The psychological status of drug addicts is relatively weak. Mònica Astals et al. [23] also found that the psychological function of heroin patients was seriously damaged, which is similar to the findings of our study. Anxiety disorders and mood disorders are common mental disorders among people who abuse drugs [24]. There are some possible reasons for this. Firstly, drug abuse easily leads to adverse consequences, and may even prompt the performance of criminal acts, which applies a psychological burden. What's more, the feeling of withdrawal when attempting to stop drug abuse is strong and unbearable, causing physical and mental suffering. Second, substance abusers are not respected or accepted in society, causing them to lose the support of their friends and family. There is no doubt that these factors together will generate many negative emotions. Therefore, the mental health of drug addicts must be taken seriously.

Our findings also found that sex played an important role in the total score and the specific module. The quality of life of female drug abusers is worse than that of male drug abusers, which was consistent with Karow et al. [25]. There are some possible reasons for this. First, although the number of women who abuse drugs is relatively low, their dependence tends to be more severe than that of men. What’s more, Chinese society gives men more personal freedom and it has a lot of restrictions on women. The social tolerance of female drug users is much lower than that of male drug users, so female drug users are more likely to be rejected by their relatives and friends [26]. Social stigma would increase these women’s sense of helplessness and negative emotions. Also, drug use increases women’s risk of AIDS/HIV, which is possibly due to needle sharing or prostitution [27]. In the present study, the female drug abusers were more likely to suffer from overt mental illness than male drug abusers, such as depression [28].

Besides, our findings indicated that the modes of drug abuse are also an important influencing factor, which was found to be a common factor affecting the total score, general module, and the specific module. The quality of life of people who use other modes of drug use is lower than those who inject drugs. It was conjectured that although intravenous injection is harmful to the human body, other ways of administering drugs such as by inhalation, will lead to stronger drug addiction. What’s more, inhalation users are more likely to relapse after treatment.

At the same time, the past family atmosphere cannot be ignored, with bad past family atmosphere worsening their quality of life.

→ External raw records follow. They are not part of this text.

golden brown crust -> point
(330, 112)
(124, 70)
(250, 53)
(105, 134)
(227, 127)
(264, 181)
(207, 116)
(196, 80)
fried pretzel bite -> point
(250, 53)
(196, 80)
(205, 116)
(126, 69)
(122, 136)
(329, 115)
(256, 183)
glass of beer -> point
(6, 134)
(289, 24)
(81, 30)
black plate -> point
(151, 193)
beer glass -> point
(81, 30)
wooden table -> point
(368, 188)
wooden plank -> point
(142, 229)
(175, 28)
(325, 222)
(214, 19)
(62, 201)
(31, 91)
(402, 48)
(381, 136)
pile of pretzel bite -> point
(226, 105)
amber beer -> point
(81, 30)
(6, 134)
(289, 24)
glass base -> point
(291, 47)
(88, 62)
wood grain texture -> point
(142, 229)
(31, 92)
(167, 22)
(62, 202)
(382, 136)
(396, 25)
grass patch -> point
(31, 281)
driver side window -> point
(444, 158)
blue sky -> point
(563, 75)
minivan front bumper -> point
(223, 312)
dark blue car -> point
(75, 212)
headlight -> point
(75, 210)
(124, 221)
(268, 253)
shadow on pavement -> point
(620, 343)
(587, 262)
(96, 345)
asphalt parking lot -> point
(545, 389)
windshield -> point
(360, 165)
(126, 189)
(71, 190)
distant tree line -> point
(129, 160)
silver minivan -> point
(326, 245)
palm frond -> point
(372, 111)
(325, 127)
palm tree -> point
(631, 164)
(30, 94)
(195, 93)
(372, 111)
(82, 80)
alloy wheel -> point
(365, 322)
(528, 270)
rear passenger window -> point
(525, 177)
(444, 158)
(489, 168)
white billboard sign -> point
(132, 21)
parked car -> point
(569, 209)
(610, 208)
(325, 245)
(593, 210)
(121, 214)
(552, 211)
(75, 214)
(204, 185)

Al-Kandari et al. [29] reported that one person in the family taking drugs often leads to another, especially in situations where a parent abusing drugs leads to the children doing so as well. An uneasy and tense family atmosphere can make children feel insecure. Consequently, they tend to rely on drugs to compensate for their anxiety.

Limitations

The participants in this study were only selected from one detoxification center, and only limit to heroin dependent patients, which may affect the generalizability of the study. Additional community-based studies with larger sample sizes are needed. In addition, this study only focuses on some socio-demographic factors and the conditions of drug abuse. The factors on other environments and among other types of drug abuses need to be further explored. Future studies should investigate why quality of life is linked to socio-demographic factors, and also factors on status of drug abuse.

Conclusions

It concluded that the quality of life in drug addicts was worse than that of patients with other chronic diseases, and the influencing factors of the quality of life of drug abusers were sex, mode of drug abuse, and past family atmosphere. It should be pay more attention to the quality of life of drug addicts, and effective measures should be taken in order to improve their quality of life.